IF YOU'RE A member of the Mariposa food co-op on Baltimore Avenue in West Philadelphia, you get a key so you can shop at will, recording your after-hours purchases of goat-milk ice cream, etc., on the honor system in a ledger on the counter. There's such illicit glee – the incarnation of the kid-in-candy-store sensation – in roaming a darkened store in the middle of the night, selecting treats. It feels unreal; a mini-escape from capitalism.

Pursuing the escape known as vacation, I am in parts East, learning to say "Schuylkill" (a river, pronounced SKOO-kl), and drinking Yuengling beer, sweaterless all the balmy night on sprawling roofs and porches of dilapidated punk-rock houses. My days are a pleasure-seeker's pilgrim's progress. I spent the morning of John Cage's birthday at an Ethiopian café called Kaffa Crossing, eating ful, a fava bean stew amid an honorific happening, and reading Cage's Silence, in particular an essay wherein he muses on parallels and intersections between music and mushrooms. Cage was an enthusiast for fungi. Perhaps a bit too bold in that direction, as he once had to have his stomach pumped after ingesting a specimen he'd mistaken for edible.

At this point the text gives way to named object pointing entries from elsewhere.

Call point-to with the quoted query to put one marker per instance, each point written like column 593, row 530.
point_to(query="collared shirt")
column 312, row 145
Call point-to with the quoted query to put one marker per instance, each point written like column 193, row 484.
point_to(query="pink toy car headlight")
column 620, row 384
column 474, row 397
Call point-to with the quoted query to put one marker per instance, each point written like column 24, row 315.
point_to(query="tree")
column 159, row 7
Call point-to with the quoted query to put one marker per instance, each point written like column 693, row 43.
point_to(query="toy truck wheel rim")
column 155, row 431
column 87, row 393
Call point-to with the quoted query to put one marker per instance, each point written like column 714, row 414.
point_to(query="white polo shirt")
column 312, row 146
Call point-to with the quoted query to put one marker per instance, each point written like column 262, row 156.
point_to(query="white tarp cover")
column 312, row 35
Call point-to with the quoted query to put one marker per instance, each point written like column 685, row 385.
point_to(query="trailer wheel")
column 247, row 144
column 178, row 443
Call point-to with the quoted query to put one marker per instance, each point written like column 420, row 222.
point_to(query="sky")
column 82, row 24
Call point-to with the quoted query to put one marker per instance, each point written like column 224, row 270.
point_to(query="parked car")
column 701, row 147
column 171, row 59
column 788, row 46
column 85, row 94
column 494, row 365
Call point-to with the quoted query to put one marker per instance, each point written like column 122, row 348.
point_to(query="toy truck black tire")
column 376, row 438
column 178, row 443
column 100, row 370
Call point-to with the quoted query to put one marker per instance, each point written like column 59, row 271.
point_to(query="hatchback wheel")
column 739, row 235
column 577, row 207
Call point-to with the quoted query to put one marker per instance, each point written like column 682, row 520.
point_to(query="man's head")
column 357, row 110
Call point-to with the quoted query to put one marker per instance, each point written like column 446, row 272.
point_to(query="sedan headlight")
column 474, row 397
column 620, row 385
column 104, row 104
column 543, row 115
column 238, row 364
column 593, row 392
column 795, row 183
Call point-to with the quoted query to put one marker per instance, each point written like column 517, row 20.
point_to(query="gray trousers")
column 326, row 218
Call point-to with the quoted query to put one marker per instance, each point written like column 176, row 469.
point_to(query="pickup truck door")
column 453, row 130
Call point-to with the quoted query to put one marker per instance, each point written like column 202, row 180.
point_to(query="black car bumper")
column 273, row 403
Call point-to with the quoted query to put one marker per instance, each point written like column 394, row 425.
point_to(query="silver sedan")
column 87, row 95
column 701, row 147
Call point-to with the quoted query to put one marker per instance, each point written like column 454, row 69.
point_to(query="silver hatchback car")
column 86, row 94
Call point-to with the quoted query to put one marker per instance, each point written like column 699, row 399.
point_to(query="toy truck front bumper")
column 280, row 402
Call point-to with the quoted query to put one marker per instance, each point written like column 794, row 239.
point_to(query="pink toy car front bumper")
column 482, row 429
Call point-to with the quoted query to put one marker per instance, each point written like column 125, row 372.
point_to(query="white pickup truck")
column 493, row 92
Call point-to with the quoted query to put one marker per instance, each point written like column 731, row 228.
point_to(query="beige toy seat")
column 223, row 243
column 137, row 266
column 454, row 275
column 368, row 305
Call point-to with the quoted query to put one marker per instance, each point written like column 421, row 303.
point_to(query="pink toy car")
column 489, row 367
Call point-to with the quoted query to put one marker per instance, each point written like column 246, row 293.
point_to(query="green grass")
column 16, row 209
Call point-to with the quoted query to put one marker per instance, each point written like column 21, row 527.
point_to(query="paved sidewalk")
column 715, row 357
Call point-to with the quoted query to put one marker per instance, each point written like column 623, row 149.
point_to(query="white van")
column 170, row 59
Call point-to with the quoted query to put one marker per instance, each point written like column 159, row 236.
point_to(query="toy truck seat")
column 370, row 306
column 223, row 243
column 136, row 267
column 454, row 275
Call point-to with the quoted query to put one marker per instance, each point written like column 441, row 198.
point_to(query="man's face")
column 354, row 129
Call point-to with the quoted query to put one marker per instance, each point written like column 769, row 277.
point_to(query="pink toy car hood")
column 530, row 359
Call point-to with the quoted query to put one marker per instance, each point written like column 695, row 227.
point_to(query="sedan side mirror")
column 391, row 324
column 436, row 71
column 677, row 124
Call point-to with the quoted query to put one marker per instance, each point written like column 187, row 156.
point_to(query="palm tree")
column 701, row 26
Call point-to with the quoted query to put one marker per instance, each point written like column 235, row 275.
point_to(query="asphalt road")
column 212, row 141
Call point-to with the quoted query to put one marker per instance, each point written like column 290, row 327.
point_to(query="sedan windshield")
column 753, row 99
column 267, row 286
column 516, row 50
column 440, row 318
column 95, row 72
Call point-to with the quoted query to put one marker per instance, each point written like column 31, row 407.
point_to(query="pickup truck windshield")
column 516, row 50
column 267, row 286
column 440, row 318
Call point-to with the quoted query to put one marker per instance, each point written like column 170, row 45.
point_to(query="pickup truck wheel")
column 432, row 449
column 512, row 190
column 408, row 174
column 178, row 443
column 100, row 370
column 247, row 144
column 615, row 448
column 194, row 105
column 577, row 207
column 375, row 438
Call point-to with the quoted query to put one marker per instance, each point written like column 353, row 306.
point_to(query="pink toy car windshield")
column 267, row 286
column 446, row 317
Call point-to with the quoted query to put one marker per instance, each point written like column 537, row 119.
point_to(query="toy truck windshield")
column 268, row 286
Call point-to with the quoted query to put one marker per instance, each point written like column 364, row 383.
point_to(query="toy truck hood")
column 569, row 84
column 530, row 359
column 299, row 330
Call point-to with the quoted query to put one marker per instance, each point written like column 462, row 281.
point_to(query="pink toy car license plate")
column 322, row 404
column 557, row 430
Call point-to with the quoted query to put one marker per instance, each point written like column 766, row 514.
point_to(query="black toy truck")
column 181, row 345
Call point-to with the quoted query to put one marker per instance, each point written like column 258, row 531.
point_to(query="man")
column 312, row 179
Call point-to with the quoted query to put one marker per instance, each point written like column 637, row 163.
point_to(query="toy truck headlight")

The other day I was bold at Manattan's Union Square Farmers' Market. At the Eckerton Hill Farm stand, I bought a little basket of hot peppers, assorti. I've always been a little scared of chili peppers, which, akin to rattlesnakes, are most potent at their smallest. Their shapely ember glow was a taunting tongue, wagging at me, "You want a piece of this?! You can't handle this!" The thing with peppers is, they come with consequences. Unlike, say, a slice of sea urchin, the unnerving texture of which, once swallowed, is no longer manifest, the pepper's just begun upon ingestion – firing up the tongue, setting lips to tingling, and triggering the tear ducts. Drinking water just makes the whole thing worse by opening the taste buds further for assault – as I discovered years ago at an Indonesian meal in Holland after gulping a canal's worth, pitcher by pitcher. Since then, my pepper fears persisted, prompted partly by a year of splitting bowls of pho with an Indian companion, who always dumped in all the chili slices from the garnish plate and chomped them down as though they were as sweet as strawberries. Meanwhile, my mouth was in an uproar. "Keep them on your side of the bowl!" I'd implore, batting the offenders away with a chopstick.

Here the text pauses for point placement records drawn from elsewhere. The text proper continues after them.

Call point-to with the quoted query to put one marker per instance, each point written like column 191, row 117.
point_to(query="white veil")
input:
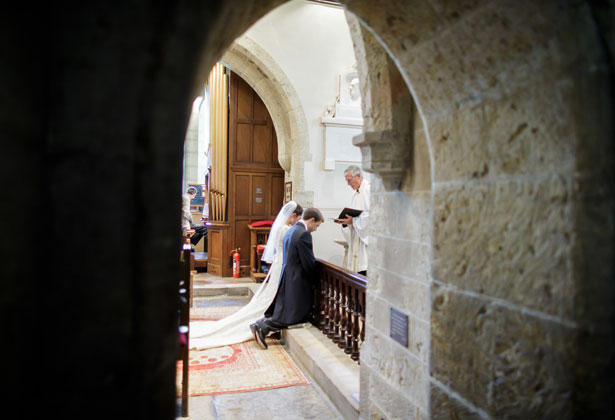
column 280, row 220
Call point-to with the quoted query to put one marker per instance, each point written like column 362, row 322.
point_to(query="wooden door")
column 256, row 179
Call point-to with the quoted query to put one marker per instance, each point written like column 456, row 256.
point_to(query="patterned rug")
column 239, row 367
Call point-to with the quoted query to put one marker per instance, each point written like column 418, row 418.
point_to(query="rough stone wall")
column 511, row 100
column 395, row 379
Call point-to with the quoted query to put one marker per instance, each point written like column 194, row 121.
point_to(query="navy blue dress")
column 294, row 299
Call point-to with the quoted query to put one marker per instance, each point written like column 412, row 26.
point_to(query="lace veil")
column 280, row 220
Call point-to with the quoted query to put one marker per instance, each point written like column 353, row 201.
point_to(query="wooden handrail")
column 339, row 306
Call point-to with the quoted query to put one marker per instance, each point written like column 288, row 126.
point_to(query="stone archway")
column 257, row 67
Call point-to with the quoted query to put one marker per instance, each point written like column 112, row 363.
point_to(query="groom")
column 293, row 301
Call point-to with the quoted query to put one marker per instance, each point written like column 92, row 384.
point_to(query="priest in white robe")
column 356, row 229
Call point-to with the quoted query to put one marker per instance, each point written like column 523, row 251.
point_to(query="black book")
column 349, row 212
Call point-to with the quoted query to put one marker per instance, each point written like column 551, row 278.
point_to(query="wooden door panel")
column 260, row 144
column 242, row 195
column 256, row 180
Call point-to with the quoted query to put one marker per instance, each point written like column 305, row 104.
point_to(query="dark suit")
column 293, row 301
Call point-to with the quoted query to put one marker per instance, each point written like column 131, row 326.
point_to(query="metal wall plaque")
column 399, row 327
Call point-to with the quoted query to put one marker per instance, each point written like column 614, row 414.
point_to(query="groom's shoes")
column 258, row 336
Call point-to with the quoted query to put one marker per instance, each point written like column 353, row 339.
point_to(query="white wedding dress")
column 235, row 328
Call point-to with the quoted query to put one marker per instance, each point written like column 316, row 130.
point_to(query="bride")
column 235, row 328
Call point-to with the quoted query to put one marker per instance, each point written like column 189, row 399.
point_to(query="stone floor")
column 294, row 402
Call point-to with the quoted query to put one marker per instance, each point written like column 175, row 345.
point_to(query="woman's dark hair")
column 312, row 213
column 298, row 210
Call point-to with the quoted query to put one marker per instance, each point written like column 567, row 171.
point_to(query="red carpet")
column 240, row 367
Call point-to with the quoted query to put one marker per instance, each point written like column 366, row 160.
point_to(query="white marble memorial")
column 343, row 121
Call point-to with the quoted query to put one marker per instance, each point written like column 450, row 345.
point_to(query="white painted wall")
column 311, row 43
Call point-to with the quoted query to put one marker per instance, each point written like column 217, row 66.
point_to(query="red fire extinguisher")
column 235, row 257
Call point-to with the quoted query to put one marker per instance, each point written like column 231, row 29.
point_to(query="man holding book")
column 355, row 229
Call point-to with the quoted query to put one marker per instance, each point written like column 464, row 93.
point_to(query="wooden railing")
column 339, row 307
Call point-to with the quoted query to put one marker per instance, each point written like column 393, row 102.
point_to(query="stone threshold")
column 332, row 369
column 229, row 289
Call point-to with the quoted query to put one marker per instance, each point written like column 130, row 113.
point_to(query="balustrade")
column 339, row 307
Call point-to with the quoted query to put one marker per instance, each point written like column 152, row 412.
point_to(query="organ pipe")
column 218, row 87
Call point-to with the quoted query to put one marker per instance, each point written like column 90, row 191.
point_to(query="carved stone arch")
column 388, row 144
column 253, row 64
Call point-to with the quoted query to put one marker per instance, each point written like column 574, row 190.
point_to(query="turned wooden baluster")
column 356, row 331
column 334, row 308
column 327, row 299
column 344, row 315
column 362, row 318
column 350, row 326
column 338, row 311
column 322, row 303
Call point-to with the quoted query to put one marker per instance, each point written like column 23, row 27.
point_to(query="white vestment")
column 357, row 234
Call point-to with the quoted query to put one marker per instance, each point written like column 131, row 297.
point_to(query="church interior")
column 484, row 129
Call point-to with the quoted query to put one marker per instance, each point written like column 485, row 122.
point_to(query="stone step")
column 332, row 369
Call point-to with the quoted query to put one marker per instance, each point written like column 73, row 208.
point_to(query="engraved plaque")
column 399, row 327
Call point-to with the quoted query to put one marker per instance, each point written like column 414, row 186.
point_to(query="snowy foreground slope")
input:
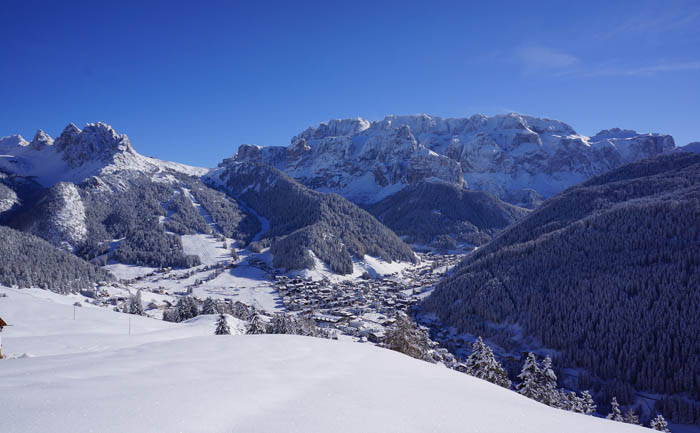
column 89, row 375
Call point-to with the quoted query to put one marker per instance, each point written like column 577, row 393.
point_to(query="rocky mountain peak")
column 41, row 140
column 509, row 155
column 13, row 141
column 95, row 142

The farmers' goods at Union Square offered no shortage of engaging edibles, like Red Clepp pears the burgundy of royal velvet in a Rembrandt and fist-sized, pale-green melons called Sweetie Number Six. But the peppers stopped me in my tracks. There's nothing that cultivates fascination quite like fear, and also, they made a little pleasure riot for the eyes. Eckerton Hill Farm boasts a hundred varieties of chilis and tomatoes each. Their table was a pepper plethora, from the standard, mild Hungarian wax in signature red, to pale yellow ones the shape and size of teardrops, with delicate, jagged green caps and slender stems. Called Wild Brazil, they look like what I'd like a jewel to be.

Into my bag I tucked a three-by-three-inch carton of assorted fire: Wild Brazils, yellow-orange Scotch bonnets (also known as Fatali), Czech blacks (they are actually black), chocolate and red Cevino habañeros, and aji dulces, which resemble rumpled red tam o' shanters, on a two-inch scale. I never thought I'd eat them: pretty demons to admire and proffer to generous hosts.

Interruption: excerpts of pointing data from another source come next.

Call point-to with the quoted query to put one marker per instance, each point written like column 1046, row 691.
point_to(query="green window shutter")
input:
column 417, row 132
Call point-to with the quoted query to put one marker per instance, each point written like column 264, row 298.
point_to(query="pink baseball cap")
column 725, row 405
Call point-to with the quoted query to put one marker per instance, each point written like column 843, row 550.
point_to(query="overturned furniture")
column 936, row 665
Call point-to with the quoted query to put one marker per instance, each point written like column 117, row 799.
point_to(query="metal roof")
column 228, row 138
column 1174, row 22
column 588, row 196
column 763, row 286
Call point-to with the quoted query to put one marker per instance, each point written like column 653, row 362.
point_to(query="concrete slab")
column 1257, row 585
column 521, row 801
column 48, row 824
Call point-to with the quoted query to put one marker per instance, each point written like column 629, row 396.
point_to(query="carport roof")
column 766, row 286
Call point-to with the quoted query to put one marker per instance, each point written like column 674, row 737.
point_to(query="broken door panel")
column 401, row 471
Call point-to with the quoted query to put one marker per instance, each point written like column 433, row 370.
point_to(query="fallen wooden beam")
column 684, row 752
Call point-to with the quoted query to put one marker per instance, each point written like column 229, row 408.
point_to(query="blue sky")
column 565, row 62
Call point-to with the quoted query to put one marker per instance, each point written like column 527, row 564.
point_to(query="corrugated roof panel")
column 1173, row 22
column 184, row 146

But then in the evening, back at Union Square – transformed from daytime farmers' market to a spot for student lolling and unintelligible, fervent speeches by politicos with megaphones – I met a friend who offered me a pastry box. The box contained hot peppers of the long and slender sort, assorted red, green, yellow, chocolate-dipped. I bit the challenge in the tail (the end where one's less likely to encounter seeds, the strongest culprits of a chili's spice) and tasted why chili and chocolate are meant to be together. A thought I'd vaguely had before when eating ancho chili chocolate cake, just thinking that I liked the kick. But now my taste buds actually relayed a flavor through the heat. Aha.

That night I sliced up tiny tasting portions of a Wild Brazil. The little seedless bites were fresh, apple-y, and friendly. A little jolt, and then slow-spreading heat in mellow registers. This foray made me bolder, and a few nights later, baking a Philly farmers' market medley of beets and bell peppers, eggplant and delicata squash, I threw in an aji dulce trio, whole. At dinner I kept a wary eye out for them, masked among their cousins, the phlegmatic bell peppers. I set aside the aji for last, and ate one, seeds and all. Its flavor was sweet and deep and mildly surprising. I wanted more. It tasted like vacation.